Fundamentally the only way you're going to get text out of that PDF fie is manual transcription or OCR software.

Since you are using Ghostscript on Windows, the distributed binary includes Tesseract so you could try using that with pdfwrite and an Urdu training file to produce a PDF file with a possibly better ToUnicode CMap.

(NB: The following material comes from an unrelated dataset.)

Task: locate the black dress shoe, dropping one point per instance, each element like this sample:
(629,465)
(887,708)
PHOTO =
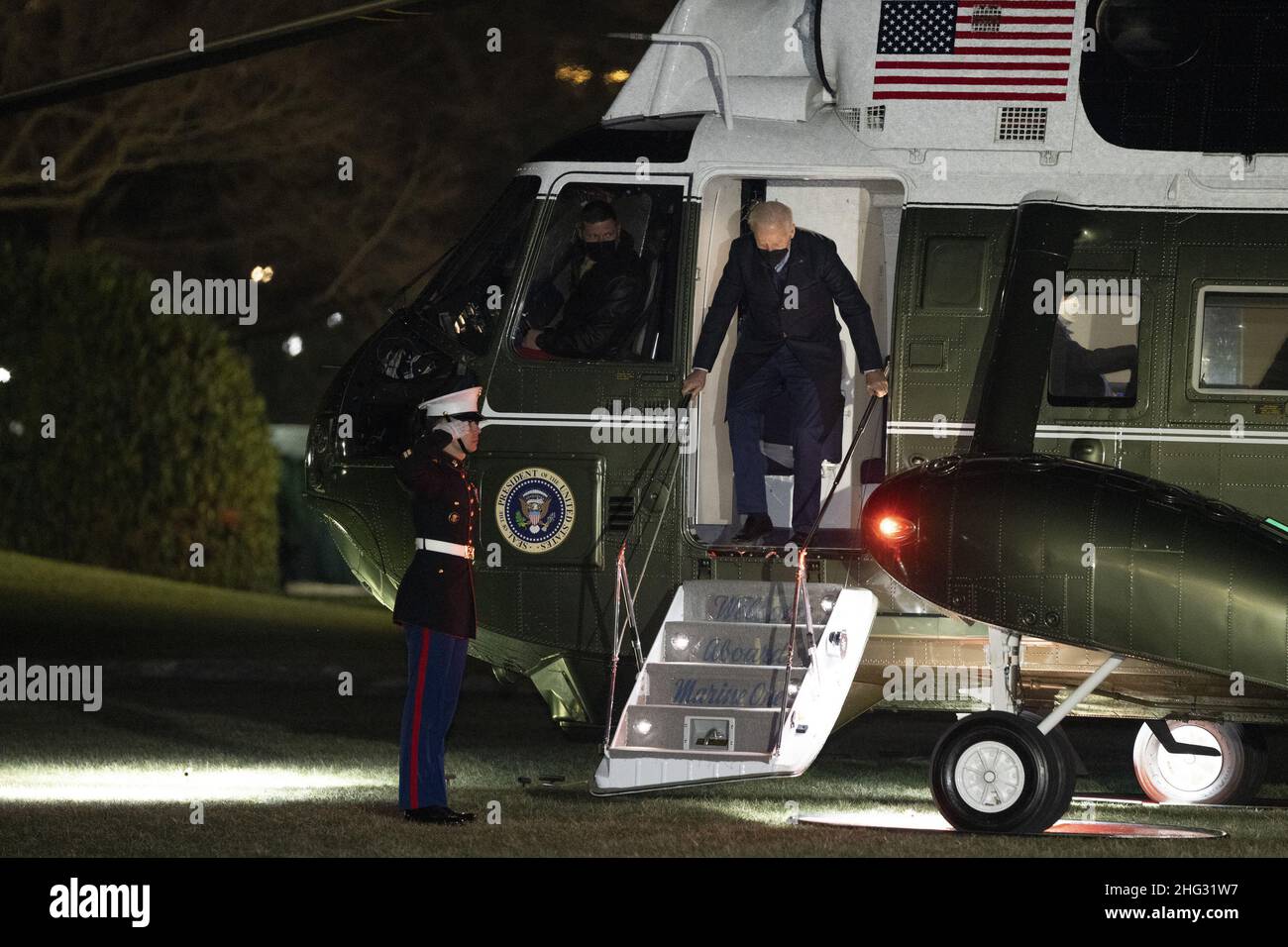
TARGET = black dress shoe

You could then extract the text from that PDF file.

You would have to tell the pdfwrite device not to use the embedded ToUnicode CMaps, see the UseOCR switch documented here https://ghostscript.com/doc/9.56.1/VectorDevices.htm#PDF

And information on setting up the OCR engine and getting output here https://ghostscript.com/doc/9.56.1/Devices.htm#OCR-Devices

You may get better results by using an 'image' OCR output and then using the text extraction on that file to get the text out.